Le romancier et essayiste espagnol s’est éteint à Marrakech le 4 juin. En ces temps où nations et individus se recroquevillent dans la crainte ou la haine, redécouvrons un écrivain délibérément étranger, explorateur jamais satisfait de territoires humains et littéraires, l’exilé d’ici et d’ailleurs.

En 1955, âgé de 24 ans, Juan Goytisolo arrive à Paris : il a rendez-vous, chez Gallimard, avec Maurice-Edgar Coindreau, le traducteur de son premier roman Jeux de mains. L’accueille « une jeune femme dorée par le soleil, aux cheveux très courts  », Monique Lange, secrétaire du service des traductions, alors dirigé par Dionys Mascolo. Coup de foudre et de chance : ils s’aimeront, vivront ensemble, grâce à elle il rencontrera Genet, Duras et le groupe de la rue Saint-Benoît. Il s’installe à Paris. En 1970, sur les hauteurs de la forteresse de Tanger, où il vit depuis déjà quelques mois, il observe sa terre natale, l’Espagne aimée et haïe, et rêve de la voir envahie, de nouveau, par des Maures vengeurs et bien plus vivants que ses compatriotes, encore sous l’étouffoir du franquisme désormais en voie d’européanisation, s’adaptant au capitalisme consumériste et à l’hédonisme touristique. En 2002, dans sa maison de Marrakech, il doit affronter la disparition de Monique Lange et le vieillissement – mais ses pas, encore et encore, le conduisent à la place Jemaa el-Fna : il s’est battu pour qu’elle soit inscrite au patrimoine culturel immatériel de l’humanité et il peut y écouter les conteurs et les poètes, y observer l’incessant chamboulement quotidien de la vie des humbles. De retour entre ses murs intimes, il peut se replonger dans les livres aimés, lire encore les poèmes des mystiques soufis, suivre en riant les aventures de Don Quichotte ou de la Célestine – et il peut aussi écrire encore, avant que « le rideau tombe ». Durant toutes ces années, son œuvre n’aura cessé de grossir, explorant de nouvelles voies, atteignant toujours davantage de lecteurs, dans de nombreuses langues : une vingtaine de romans, une vingtaine de recueils d’essais, de nombreux articles, deux volumes d’autobiographie… Il aura arpenté Paris, New York et Istanbul, métropoles qu’il lit comme on lit des romans, explorant et cartographiant leurs marges où palpite et résiste la vie. Mais, témoin et accusateur à la fois, il aura également fait l’expérience de lieux martyrs, en Algérie, en Tchétchénie, en Palestine, à Sarajevo…

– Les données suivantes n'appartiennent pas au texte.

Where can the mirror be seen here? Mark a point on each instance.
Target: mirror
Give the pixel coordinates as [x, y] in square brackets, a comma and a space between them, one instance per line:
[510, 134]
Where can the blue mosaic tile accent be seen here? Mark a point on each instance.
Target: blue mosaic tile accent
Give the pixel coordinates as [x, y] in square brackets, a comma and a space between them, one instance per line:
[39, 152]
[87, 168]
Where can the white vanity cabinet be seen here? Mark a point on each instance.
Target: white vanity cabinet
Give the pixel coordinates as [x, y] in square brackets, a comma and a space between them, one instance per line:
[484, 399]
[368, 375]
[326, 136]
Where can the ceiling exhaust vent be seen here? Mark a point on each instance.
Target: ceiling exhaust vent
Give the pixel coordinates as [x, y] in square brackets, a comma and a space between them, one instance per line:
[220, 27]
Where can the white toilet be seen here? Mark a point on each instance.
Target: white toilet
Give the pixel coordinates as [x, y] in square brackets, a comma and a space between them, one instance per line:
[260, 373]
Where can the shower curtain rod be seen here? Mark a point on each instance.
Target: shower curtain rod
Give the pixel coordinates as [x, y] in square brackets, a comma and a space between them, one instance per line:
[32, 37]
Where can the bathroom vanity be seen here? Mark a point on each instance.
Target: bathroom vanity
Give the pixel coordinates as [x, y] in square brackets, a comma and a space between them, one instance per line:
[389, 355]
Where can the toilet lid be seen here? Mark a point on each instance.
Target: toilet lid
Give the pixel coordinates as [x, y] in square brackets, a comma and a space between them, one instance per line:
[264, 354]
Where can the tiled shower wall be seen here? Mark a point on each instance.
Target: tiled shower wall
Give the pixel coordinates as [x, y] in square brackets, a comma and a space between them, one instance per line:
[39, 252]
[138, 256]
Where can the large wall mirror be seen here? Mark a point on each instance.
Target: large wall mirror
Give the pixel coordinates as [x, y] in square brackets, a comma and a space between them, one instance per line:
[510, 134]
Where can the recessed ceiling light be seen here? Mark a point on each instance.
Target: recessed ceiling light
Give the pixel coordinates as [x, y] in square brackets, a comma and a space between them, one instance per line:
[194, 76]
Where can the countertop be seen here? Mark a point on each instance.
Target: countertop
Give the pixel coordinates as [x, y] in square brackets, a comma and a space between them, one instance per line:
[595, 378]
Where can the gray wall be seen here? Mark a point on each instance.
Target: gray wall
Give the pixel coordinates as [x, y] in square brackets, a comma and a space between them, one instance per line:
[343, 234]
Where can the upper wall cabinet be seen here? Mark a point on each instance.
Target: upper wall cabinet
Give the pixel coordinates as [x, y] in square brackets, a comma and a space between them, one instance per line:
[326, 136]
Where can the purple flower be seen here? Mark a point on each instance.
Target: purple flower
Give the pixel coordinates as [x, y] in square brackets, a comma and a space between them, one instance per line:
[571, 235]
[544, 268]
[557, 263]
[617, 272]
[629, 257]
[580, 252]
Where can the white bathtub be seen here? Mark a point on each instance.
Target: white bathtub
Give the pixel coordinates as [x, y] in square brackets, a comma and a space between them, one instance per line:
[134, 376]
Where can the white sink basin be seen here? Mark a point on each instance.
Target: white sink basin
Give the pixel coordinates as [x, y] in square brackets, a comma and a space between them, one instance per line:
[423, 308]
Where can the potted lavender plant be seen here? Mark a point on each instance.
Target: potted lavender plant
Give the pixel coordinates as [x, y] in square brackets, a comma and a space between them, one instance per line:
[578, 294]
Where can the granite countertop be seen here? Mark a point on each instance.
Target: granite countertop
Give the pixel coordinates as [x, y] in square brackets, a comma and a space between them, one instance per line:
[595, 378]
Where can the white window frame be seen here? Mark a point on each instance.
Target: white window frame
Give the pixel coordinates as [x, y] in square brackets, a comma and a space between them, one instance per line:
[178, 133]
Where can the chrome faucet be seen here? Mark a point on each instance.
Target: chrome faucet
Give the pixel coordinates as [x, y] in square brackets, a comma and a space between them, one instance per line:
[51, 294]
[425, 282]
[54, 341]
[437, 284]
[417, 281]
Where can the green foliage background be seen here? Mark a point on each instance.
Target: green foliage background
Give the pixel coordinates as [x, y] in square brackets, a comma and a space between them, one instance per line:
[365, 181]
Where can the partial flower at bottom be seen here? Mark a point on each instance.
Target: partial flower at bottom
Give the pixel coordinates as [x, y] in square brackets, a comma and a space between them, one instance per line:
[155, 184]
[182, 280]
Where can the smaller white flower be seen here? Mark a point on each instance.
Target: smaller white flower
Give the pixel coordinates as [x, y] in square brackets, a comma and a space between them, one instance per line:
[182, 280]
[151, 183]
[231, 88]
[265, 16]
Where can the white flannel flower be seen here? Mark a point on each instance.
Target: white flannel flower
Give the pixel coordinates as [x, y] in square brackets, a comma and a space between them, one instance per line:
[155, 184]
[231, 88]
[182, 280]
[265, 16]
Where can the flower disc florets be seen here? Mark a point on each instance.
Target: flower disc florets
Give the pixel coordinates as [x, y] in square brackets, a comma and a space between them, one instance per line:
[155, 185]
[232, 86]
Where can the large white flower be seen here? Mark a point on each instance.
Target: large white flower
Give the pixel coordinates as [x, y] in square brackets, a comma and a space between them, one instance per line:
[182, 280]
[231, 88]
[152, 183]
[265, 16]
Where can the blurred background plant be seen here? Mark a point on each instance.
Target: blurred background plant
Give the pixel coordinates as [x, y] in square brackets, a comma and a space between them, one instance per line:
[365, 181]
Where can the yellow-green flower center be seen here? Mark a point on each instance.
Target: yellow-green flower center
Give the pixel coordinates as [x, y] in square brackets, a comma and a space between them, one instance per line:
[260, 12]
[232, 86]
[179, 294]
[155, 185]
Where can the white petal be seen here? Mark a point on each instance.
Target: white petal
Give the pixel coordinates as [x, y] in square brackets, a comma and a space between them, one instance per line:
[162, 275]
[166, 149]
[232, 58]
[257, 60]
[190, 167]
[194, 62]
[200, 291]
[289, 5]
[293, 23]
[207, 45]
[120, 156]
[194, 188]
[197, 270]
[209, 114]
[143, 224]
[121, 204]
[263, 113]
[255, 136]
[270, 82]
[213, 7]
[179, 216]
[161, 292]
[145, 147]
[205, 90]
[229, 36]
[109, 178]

Sans doute le contraste est-il saisissant entre ce parcours et ce qui en fut l’origine : la Barcelone de l’après-guerre civile ou, devrait-on dire, de l’après-Croisade, cette Barcelone désormais muselée, contrôlée, une fois que les Rouges ont été exterminés ou, au moins, chassés. La famille de Goytisolo est conservatrice, bigote même, l’enfance est peu libre, la religion et la morale, les valeurs qu’impose le régime désormais tout-puissant, installé pour plus de quarante ans, barrent l’horizon – et l’on imagine bien les « âcres hypocrisies » (Rimbaud) auxquelles est contraint l’enfant. Précisons d’emblée que la mère qui, dans son cas, aurait pu être la voix de la liberté et de l’imaginaire, fait défaut : elle trouve une mort tragique sous les bombes de Franco, en mars 1938, au cœur de Barcelone, un jour où elle est allée faire des achats de cadeaux...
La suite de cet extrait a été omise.